Dass wir von dessen Niedergang nicht betroffen wären, ist allerdings Illusion. Denn die Schweiz, Bundesrat und Nationalbank, haben unsere gesunde Währung, den Franken, fest an den dahinsiechenden Euro gebunden. An jenen Euro, der – zusätzlich zu den Billionen-Transfers in die Schuldenlöcher der bankrotten Südländer – nur mittels «Zinsnullung» am Leben gehalten werden kann – also mittels politisch, an allen Marktgesetzen vorbei durchgesetzten Niedrigstzinsen.

Die Folgen der «Zinsnullung»

Was bedeutet denn die politisch verordnete «Zinsnullung» für den Einzelnen? Sie bedeutet, dass dem Sparer die Früchte seines Sparens, nämlich der Zins auf dem von ihm Ersparten vorenthalten bleibt – in Wahrheit gestohlen wird. Der Sparer ist völlig schutzlos jenen Räubern preisgegeben, welche den Sparern die ihnen zustehenden Guthaben rauben, um sie den Überschuldungs-Verbrechern im Süden Europas zuzustecken.
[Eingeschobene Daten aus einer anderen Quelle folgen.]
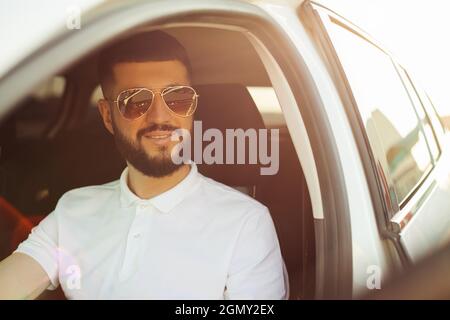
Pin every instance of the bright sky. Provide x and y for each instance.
(417, 32)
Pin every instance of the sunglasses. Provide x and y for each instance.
(133, 103)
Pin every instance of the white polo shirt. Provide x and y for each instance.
(199, 240)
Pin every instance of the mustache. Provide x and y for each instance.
(156, 127)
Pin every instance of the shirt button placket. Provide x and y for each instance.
(133, 243)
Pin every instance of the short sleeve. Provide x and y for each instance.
(41, 245)
(256, 268)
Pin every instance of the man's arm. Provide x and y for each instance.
(22, 277)
(256, 269)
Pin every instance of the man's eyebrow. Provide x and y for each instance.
(173, 84)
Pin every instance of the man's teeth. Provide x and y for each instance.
(161, 136)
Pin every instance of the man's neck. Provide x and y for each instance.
(146, 187)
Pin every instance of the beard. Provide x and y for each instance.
(158, 166)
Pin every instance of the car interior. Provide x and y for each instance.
(55, 141)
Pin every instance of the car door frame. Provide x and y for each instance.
(333, 239)
(392, 219)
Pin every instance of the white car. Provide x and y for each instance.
(363, 186)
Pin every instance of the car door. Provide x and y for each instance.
(403, 143)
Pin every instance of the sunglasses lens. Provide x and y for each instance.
(181, 100)
(134, 102)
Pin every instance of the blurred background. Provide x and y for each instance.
(417, 32)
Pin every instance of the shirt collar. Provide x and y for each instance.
(165, 201)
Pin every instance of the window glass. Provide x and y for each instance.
(392, 124)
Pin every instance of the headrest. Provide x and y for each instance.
(228, 106)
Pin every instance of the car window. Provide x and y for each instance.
(427, 127)
(392, 124)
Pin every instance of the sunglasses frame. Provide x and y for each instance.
(164, 91)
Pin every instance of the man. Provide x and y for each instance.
(162, 231)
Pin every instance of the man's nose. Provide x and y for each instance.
(158, 113)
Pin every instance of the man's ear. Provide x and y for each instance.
(106, 113)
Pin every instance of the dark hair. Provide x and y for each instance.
(148, 46)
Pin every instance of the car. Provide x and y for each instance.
(362, 188)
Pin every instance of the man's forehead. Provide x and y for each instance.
(150, 74)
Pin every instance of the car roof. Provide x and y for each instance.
(49, 20)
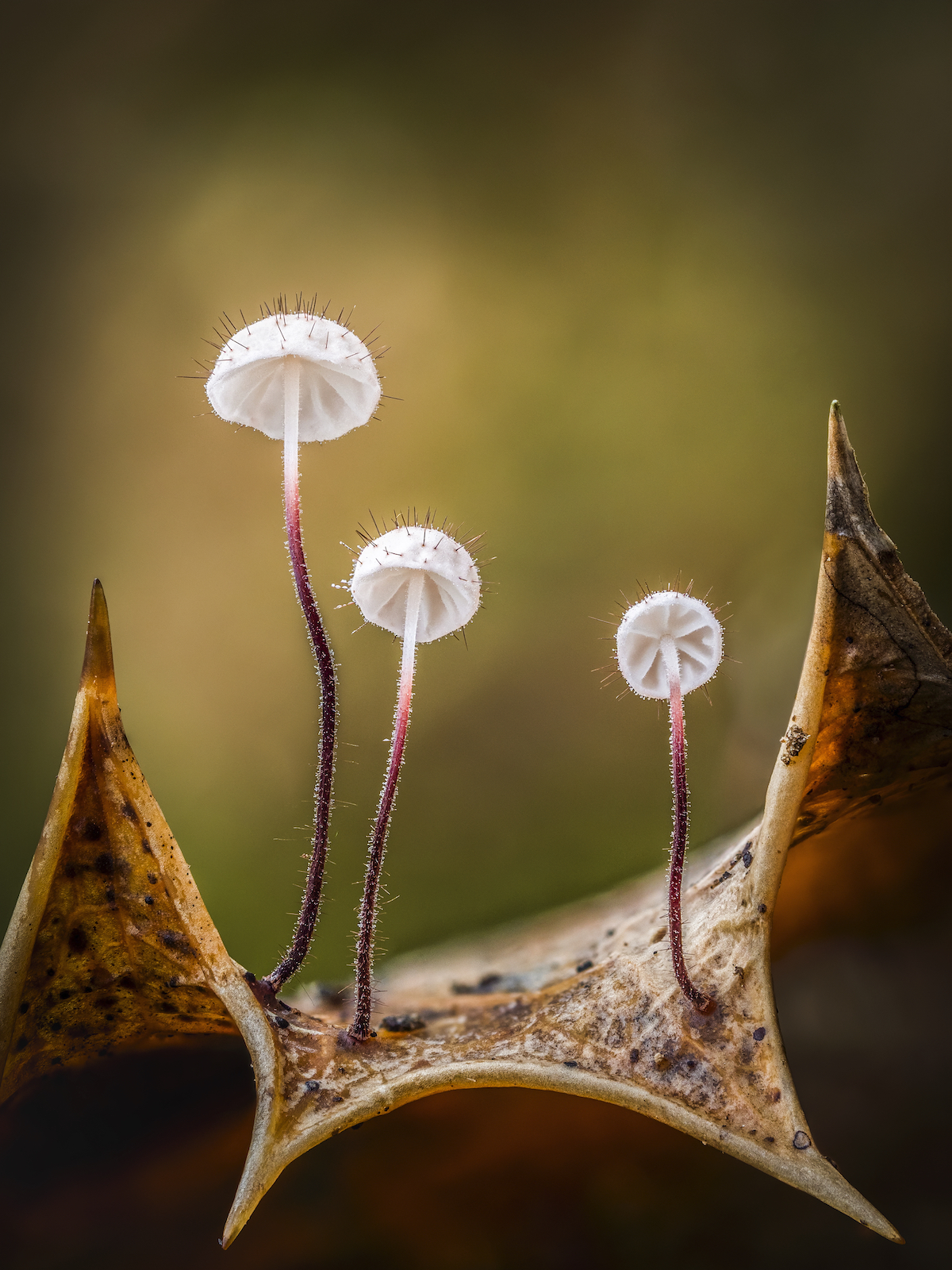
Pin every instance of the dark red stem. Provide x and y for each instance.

Zinsnullung heisst, dass sich die Schuldenverursacher an den Zinsen der Sparer, an den Renten, an den Pensionsguthaben für die heute noch im Arbeitseinsatz stehenden Generationen, an den von den Lebensversicherern angehäuften Sparguthaben skrupellos bereichern können – auf Kosten aller, die für ihre Arbeit Lohn in Form von Geldleistung erhalten und die diesen Lohn im Moment, da sie ihn bekommen, nicht sofort verschleudern.

Zinsnullung heisst Zinsraub. Angeordnet von den Schulden-Verursachern zu Lasten der ehrlichen, soliden Sparer.

Uneinsichtige können dazu ihren Standpunkt wiederholen: Dieser ganze Raubzug auf die Zinsen der Sparer schere die Schweizer nicht, solange die Schweiz nicht Euro-Land sei, solange wir noch eine eigene Währung hätten.

Der Franken: Gefesselt an den maroden Euro

Ihr Einwand wäre zutreffend, wäre unsere Währung nicht fest an den Euro gebunden.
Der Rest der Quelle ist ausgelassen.